Thüngersheim – auch ein Schauplatz der Klimakrise

Thüngersheim – auch ein Schauplatz der Klimakrise       (Juli 2019)
 
 
Die Gruppe keinhamehr aus Würzburg hat sich vor gut einem Jahr gegründet, um ca. 10 ha Wald vor der Rodung für eine Steinbrucherweiterung zu retten. Inzwischen sind weitere Projekte hinzugekommen, aber der Wald in Thüngersheim muss noch immer vor der Zerstörung bewahrt werden. Ob uns das zumindest in Teilen gelingt, steht in den Sternen, für Verzögerungen und Aufmerksamkeit haben wir gesorgt und jetzt, nach der Ende Gelände – Aktion 2019, sind wir motiviert & rebellisch zurück, um lokal wieder mit unserer ganzen Kraft weiterzumachen.
Hier unser heutiges Statement:
 
Hohe Waldbrandgefahr in Nordbayern aufgrund der lang anhaltenden Hitze und Trockenheit: fast Flächendeckend wird die höchste Gefahrenstufe ausgerufen. Der Alarmplan für Gewässerökologie tritt in Kraft. Die Wassertemperatur des Mains erreicht zunehmend ein kritisches Niveau, der Sauerstoffgehalt sinkt zunehmend, die im Wasser lebenden Tiere sind gefährdet. Unterfranken kämpft mit einem Extremwetterphänomen. Gleichzeitig werden Klimakrise und Umweltzerstörung weiter vorangetrieben. Die Firma Benkert bereitet sich auf weitere Rodungen in Thüngersheim vor. Mit Beginn der Rodungssaison im Oktober sollen dort rund 4 Hektar Wald dem Steinbruch weichen. Im vergangenen Jahr sind bereits 5,86 ha gerodet worden.
Der vorläufige Rodungsstopp vom letzten Herbst ist beendet. Mittlerweile hat die Firma Benkert genügend Ausgleichsflächen, um weiter roden zu können.
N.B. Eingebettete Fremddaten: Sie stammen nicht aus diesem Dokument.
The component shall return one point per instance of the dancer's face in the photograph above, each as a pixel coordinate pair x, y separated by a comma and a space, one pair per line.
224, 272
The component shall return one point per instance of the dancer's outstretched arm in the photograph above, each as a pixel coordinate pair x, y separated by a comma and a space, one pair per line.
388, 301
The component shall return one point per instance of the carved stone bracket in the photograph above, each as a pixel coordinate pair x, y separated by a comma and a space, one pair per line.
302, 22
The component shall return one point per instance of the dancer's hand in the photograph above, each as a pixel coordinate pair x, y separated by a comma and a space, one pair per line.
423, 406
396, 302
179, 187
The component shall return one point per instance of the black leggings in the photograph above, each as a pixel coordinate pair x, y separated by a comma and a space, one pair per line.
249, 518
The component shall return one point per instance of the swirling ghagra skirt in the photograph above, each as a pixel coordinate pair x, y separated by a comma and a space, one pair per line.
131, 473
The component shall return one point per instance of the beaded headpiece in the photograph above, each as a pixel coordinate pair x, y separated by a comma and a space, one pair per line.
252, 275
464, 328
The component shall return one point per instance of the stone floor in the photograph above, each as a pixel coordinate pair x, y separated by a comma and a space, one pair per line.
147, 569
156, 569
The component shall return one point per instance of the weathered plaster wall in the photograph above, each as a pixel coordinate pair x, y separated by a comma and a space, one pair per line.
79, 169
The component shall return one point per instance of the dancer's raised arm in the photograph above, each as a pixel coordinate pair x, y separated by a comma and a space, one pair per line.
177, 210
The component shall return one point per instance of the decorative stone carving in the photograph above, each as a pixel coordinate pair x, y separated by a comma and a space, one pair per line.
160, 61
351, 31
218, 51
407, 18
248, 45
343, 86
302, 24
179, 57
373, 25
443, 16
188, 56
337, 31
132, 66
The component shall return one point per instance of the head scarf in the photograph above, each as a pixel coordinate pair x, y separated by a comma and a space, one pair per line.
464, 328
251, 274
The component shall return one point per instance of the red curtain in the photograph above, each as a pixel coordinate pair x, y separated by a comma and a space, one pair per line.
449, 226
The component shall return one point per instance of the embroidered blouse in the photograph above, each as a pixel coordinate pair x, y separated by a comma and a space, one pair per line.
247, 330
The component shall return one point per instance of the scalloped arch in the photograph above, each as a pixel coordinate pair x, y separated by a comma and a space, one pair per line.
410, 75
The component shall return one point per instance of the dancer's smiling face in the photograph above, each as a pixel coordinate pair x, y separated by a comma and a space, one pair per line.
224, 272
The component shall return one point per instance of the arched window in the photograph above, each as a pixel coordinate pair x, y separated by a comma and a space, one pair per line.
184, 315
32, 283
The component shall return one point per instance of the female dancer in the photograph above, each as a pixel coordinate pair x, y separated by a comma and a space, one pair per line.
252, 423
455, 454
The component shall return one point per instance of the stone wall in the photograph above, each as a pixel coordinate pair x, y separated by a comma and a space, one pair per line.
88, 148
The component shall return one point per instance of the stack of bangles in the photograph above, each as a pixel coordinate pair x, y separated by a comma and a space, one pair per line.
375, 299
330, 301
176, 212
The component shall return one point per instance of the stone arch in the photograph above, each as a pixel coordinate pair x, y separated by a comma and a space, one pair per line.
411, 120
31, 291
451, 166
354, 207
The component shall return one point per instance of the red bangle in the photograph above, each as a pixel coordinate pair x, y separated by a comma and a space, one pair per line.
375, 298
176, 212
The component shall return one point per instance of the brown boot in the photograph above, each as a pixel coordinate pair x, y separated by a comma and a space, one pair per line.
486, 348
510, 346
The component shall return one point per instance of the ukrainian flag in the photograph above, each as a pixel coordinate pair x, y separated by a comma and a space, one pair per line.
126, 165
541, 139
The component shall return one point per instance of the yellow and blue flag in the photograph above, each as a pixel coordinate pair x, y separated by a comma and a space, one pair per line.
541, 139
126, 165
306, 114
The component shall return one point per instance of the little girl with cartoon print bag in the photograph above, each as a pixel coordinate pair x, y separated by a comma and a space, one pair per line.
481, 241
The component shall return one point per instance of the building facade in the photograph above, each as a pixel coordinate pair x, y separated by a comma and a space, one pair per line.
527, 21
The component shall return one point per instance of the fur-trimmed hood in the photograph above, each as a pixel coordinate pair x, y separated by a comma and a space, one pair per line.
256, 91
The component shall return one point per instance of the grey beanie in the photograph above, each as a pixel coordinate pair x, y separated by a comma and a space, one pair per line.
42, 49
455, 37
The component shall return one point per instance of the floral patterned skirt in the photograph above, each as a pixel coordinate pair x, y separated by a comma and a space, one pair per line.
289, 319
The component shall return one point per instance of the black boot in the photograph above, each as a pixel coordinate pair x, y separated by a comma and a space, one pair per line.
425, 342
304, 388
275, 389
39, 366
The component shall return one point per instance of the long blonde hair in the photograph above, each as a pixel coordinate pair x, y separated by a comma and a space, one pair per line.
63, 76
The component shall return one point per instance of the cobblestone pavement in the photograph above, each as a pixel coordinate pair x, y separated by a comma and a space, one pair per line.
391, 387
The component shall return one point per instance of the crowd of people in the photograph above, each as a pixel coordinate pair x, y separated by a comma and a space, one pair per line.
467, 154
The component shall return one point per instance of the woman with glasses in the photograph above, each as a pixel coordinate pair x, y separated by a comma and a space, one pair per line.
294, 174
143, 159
Obwohl sich die Gemeinde Waldbüttelbrunn gegen eine Vergabe von Aufforstungsflächen auf ihrer Gemarkung gewehrt hat, entschied das Landratsamt, das Votum der Gemeinde zu überstimmen und den Bürger*innen von Waldbüttelbrunn und Thüngersheim die Genehmigung aufzuzwingen.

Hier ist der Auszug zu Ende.